The bill has almost no chance of passing the Republican-held legislature. But Sargent is absolutely right to submit it nevertheless.

Rep. Melissa Sargent D-Madison
Marijuana poses no significant potential to harm society at-large. It’s no more dangerous than alcohol and no more unhealthy than conventional cigarettes. In some ways it’s healthier -- while people can overdose on alcohol it’s impossible to do so while smoking weed.

In plain English, it’s a drug that is on equal footing as other legal drugs already available to the public.

Sargent’s bill would require individuals to be over the age of 21 to recreationally use marijuana. We have the same standards on alcohol use. If both products produce the same results (that is, they both alter the state of mind of the user) then it only makes sense that this standard be uniform as well.

Legalizing marijuana makes sense from an economic point of view as well. Think of the number of people currently imprisoned because of marijuana. Now think of the money we’d save just by removing those people from jail.

Consider the revenue we’d gain by taxing marijuana. That alone makes it worthwhile to the state, which could stand to generate tens of millions of tax dollars if it implemented legalized weed.

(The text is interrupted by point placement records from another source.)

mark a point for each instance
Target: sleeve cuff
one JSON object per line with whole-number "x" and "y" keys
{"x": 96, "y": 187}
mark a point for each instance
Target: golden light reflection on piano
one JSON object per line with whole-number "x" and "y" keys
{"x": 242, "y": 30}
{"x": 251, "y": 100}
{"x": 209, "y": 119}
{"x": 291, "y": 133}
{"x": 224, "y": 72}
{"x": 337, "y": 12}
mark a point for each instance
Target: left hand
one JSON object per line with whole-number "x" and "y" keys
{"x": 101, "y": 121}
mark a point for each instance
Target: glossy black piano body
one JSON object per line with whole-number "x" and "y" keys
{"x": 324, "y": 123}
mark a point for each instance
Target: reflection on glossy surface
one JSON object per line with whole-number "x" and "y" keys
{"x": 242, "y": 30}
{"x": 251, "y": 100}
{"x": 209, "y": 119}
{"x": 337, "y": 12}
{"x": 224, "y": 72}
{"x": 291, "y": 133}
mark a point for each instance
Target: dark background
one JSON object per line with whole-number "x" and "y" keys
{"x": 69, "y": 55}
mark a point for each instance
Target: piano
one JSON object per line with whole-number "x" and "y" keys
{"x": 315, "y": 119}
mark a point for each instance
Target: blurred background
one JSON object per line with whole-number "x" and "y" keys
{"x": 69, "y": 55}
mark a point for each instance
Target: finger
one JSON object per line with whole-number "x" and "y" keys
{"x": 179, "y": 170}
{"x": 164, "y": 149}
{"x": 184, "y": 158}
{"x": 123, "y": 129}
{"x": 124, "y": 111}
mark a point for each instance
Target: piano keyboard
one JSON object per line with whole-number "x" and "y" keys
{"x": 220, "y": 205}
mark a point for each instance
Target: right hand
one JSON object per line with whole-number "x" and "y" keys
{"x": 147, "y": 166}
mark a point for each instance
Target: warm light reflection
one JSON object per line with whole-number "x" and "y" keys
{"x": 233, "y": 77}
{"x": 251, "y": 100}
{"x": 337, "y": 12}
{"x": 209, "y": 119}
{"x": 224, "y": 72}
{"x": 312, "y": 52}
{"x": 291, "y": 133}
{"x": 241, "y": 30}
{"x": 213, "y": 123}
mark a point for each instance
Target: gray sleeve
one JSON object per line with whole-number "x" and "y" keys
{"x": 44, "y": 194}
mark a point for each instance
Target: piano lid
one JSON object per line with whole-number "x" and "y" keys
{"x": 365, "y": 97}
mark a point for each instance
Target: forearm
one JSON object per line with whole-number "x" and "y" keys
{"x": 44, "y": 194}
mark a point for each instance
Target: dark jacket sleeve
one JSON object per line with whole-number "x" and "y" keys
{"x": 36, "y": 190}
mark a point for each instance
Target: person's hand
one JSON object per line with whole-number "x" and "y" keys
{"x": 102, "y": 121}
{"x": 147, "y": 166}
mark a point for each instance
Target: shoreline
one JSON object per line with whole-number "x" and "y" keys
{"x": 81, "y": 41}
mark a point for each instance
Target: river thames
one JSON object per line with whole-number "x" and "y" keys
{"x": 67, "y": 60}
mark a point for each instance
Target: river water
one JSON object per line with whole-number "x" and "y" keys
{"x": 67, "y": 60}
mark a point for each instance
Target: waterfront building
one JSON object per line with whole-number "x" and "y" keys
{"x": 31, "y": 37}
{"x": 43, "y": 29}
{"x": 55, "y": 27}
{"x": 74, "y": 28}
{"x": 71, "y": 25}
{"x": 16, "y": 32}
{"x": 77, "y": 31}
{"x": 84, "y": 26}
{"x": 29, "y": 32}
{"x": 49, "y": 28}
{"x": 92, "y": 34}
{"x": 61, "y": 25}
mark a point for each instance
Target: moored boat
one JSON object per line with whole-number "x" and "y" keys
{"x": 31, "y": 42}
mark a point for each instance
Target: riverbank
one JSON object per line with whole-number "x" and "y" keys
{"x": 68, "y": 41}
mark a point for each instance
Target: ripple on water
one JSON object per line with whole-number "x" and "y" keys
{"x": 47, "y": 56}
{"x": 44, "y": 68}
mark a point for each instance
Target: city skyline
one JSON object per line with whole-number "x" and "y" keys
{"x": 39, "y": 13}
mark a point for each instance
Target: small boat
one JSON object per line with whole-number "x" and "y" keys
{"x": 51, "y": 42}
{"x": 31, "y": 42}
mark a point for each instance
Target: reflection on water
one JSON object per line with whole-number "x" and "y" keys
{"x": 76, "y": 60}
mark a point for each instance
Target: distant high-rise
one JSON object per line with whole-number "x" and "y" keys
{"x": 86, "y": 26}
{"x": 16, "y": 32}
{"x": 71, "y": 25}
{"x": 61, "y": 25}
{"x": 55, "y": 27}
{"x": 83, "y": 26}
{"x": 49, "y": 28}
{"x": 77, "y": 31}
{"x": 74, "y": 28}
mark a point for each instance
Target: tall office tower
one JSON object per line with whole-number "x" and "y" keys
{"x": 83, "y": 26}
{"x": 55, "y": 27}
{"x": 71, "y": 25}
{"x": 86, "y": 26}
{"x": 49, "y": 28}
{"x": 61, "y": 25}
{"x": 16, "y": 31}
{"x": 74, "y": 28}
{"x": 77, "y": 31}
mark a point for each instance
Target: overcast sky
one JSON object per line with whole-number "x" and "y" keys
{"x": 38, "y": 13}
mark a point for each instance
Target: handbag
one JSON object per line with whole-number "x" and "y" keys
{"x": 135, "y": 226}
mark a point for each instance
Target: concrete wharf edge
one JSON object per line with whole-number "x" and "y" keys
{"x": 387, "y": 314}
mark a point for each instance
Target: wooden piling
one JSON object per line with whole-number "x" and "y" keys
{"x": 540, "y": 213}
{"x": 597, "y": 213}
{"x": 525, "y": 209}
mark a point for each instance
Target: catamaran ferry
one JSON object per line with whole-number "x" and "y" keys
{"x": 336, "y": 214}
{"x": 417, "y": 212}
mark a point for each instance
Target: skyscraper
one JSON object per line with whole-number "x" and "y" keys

But why submit the bill now, even when it will be impossible to pass? This bill draws attention to constituents and lawmakers alike. It opens up a conversation in communities across the state. And it does have support -- nearly half of Wisconsin residents support marijuana legalization.

If anything this bill accomplishes opening up the dialogue to a reasoned debate on marijuana policy in the state. Hopefully that debate will include facts, not fiction, on the drug itself. But this first step is necessary, and one we should applaud Rep. Sargent for taking.